Коврин женился. Переехали в город. Однажды ночью Коврину не спалось, и вдруг он увидел на кресле возле постели черного монаха. Они стали беседовать о славе, о счастьи, о радости. Таня проснулась и с ужасом увидела, что муж, жестикулируя и смеясь, разговаривает с пустым креслом. Решено было лечить Коврина, чему он и не противился. «Коврин от волнения не мог говорить. Он хотел сказать тестю шутливым тоном: „поздравьте, я, кажется, схожу с ума“, – но пошевелил только губами и горько улыбнулся».

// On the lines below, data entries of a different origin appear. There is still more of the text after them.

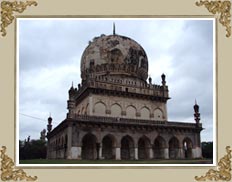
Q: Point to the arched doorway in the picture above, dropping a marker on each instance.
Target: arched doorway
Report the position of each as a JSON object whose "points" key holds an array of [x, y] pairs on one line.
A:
{"points": [[89, 147], [108, 147], [143, 148], [173, 148], [187, 147], [127, 148], [159, 146]]}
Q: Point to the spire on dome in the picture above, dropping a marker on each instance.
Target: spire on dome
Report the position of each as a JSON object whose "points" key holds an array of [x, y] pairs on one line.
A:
{"points": [[113, 28]]}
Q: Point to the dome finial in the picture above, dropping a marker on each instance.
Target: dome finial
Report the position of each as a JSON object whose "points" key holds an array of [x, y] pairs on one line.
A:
{"points": [[113, 28]]}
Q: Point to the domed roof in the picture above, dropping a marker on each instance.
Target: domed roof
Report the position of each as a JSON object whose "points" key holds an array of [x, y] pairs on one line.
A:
{"points": [[114, 55]]}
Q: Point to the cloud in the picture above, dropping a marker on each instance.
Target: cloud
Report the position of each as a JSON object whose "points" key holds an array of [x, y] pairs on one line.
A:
{"points": [[49, 60]]}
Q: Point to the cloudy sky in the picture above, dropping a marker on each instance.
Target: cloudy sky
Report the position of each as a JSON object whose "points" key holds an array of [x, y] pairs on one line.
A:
{"points": [[49, 53]]}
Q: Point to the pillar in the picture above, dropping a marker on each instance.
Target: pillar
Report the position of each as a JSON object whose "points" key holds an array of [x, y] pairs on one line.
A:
{"points": [[69, 144], [100, 152], [180, 153], [136, 153], [118, 153], [166, 153], [151, 156]]}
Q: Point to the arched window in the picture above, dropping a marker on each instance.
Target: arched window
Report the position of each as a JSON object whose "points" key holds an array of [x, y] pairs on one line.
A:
{"points": [[89, 147], [127, 148], [145, 113], [158, 148], [100, 109], [116, 110], [173, 148], [143, 148], [131, 112], [158, 114], [187, 147]]}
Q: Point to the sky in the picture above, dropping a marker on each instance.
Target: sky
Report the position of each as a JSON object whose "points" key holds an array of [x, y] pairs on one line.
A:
{"points": [[49, 54]]}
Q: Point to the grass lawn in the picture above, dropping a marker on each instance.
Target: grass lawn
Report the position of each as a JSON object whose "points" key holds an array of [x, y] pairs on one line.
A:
{"points": [[157, 161]]}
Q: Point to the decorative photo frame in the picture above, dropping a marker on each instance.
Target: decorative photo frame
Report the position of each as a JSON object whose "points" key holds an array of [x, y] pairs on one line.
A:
{"points": [[221, 172]]}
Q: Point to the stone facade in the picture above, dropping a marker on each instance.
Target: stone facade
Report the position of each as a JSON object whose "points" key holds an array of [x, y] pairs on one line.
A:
{"points": [[116, 114]]}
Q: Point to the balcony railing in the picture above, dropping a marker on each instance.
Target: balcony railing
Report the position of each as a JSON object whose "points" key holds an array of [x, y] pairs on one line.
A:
{"points": [[102, 119]]}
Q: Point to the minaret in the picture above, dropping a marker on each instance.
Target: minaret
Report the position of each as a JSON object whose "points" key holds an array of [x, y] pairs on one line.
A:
{"points": [[163, 79], [71, 102], [114, 29], [196, 113], [49, 126]]}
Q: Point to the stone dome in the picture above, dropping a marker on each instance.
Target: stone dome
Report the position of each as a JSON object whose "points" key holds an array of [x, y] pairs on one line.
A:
{"points": [[114, 55]]}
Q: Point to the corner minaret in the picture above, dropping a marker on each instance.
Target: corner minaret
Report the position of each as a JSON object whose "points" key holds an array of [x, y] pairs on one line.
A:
{"points": [[49, 126], [71, 101], [196, 113], [163, 79], [113, 28]]}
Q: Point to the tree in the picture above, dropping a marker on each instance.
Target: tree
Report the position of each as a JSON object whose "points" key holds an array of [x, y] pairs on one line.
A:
{"points": [[34, 149]]}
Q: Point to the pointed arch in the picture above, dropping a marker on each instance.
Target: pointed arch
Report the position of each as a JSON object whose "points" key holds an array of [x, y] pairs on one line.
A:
{"points": [[158, 147], [187, 147], [127, 148], [173, 148], [89, 150], [145, 113], [131, 111], [144, 147], [158, 114], [116, 110], [108, 146], [87, 109], [100, 108]]}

Опять наступило лето, и опять доктор отправил Коврина в деревню. Он уже выздоровел, черный монах ему больше не являлся, и дело шло только об укреплении физических сил. Жена и тесть заботливо держали его на строгом гигиеническом режиме: он мало работал, совсем не пил вина, не курил, пил много молока. Но, поправляясь физически, он затосковал и стал раздражителен. Однажды после прогулки по тем местам, где он в первый раз видел черного монаха, он наговорил Тане и тестю неприятностей за их заботы о нем. «Зачем, зачем вы меня лечили? – говорил он. – Бромистые препараты, праздность, теплые ванны, надзор, малодушный страх за каждый глоток, за каждый шаг, все это в конце концов доведет меня до идиотизма. Я сходил с ума, у меня была мания величия, но зато я был всегда бодр и даже счастлив, я был интересен и оригинален. Теперь я стал рассудительнее и солиднее, но зато я такой, как все, я – посредственность, мне скучно жить... О, как вы жестоко поступили со мной!» И еще: «Как счастливы Будда и Магомет или Шекспир, что добрые родственники и доктора не лечили их от экстаза и вдохновения! Если бы Магомет принимал от нервов бромистый калий, работал только два часа в сутки и пил молоко, то после этого замечательного человека осталось бы так же мало, как после его собаки. Доктора и добрые родственники в конце концов сделают то, что человечество отупеет, посредственность будет считаться гением и цивилизация погибнет».
Семейная жизнь стала невозможною, и через два года мы видим Коврина уже с другой женщиной, в Севастополе, по дороге в Ялту. Он болен физически: слаб, кровь горлом идет, но психически, по-видимому, здоров. Он «теперь ясно сознавал, что он посредственность, и охотно мирился с этим, так как, по его мнению, каждый человек должен быть доволен тем, что он есть». Но вот под влиянием злого, раздраженного письма Тани, с проклятием извещающей о смерти отца, Коврин горько задумывается, и черный монах является ему опять со словами: «Отчего ты не поверил мне? Если бы ты тогда поверил мне, что ты гений, то эти два года ты провел бы не так печально и скудно». Коврин тотчас же поверил, но кровь хлынула у него горлом, и он умер под нашептывание черного монаха, «что он гений и что он умирает только потому, что его слабое человеческое тело уже утеряло равновесие и не может больше служить оболочкой для гения».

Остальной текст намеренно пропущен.